The aim of this study is to investigate efficacy of adding Scapular Stabilization Exercises to postural correctional exercises on Endurance of cervical flexor and extensor muscles on Asymptomatic forward head posture.
Forward head posture (FHP) is the most common deviation from ideal head posture and is characterized by the head projecting forward into the sagittal plane such that it is anterior to the trunk. Individuals with neck pain frequently demonstrate FHP, when compared to age-matched controls. Asymmetric posture is a chronic stressor and the origin of most noxious stimuli that could alleviate 70-90 % of chronic pain. It is reported that FHP is a common postural abnormality, with a conservative estimate being 66 % of the patient population. It causes vertebral displacement patterns, abnormal stresses, and strain on the spinal cord. FHP has adverse mechanical tension on neural and vascular elements. It is theorized that when muscle performance is impaired, the balance between the stabilizers on the posterior aspect of the neck and the DNFs will be disrupted, resulting in loss of proper alignment and posture, which is then likely to contribute to cervical Impairment (loss of range of motion, or decreased strength including, but not limited to, the sternocleidomastoid (SCM), trapezius, and deep neck flexor (DNF) muscles endurance of the neck musculature. Assessment of DNF muscle performance properties is arguably important given the relationship between DNF muscle torque and endurance deficits and patient complaints of head and neck pain. sixty subjects with forward head posture assigned randomly to three groups. experimental group 1 will receive scapular stabilization plus postural correction exercise and advice, experimental group 2 will receive postural correction exercise plus advice and finally control group will receive advice.
Study Type
INTERVENTIONAL
Allocation
RANDOMIZED
Purpose
TREATMENT
Masking
DOUBLE
Enrollment
60
In the supine position, the subject will instruct to take a deep breath to relax the body.
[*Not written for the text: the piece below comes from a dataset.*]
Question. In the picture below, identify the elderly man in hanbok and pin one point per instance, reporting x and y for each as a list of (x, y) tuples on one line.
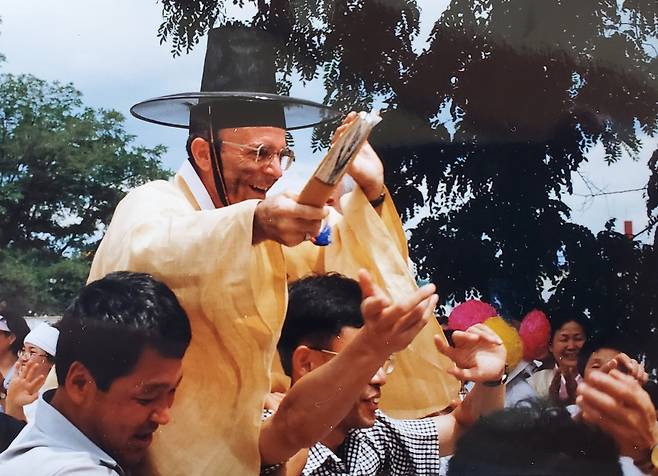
[(228, 250)]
In croock-lying position, the subject will raise his dominant arm to 90° shoulder flexion with full elbow extension and scapular protraction. In the quadruped position, the subject lifts up his arms alternatively with shoulder abduction and 120 ° flexion. In a sitting position with 90° knee flexion on a stool or bed without back support, the subject held a pair of dumbbells (2 kg) in each hand and laterally lifted them up while maintaining the height of scapulae below 80°. Each stage will instruct to be held for 10 seconds before returning to the starting position and three laps of 10 repetitions with a 30-second break in between will perform. In the sitting position, a mirror will place in front of the patient. The subject will instruct to check and correct his posture by him
The program consisted of two strengthening (deep cervical flexors and scapular retractors) and two stretchings: cervical extensors (sub-occipital muscles) and pectoral muscles). The program was based on a program by Harman and Kendall.
craniovertebral angle
craniovertebral angle will be measured by objective software.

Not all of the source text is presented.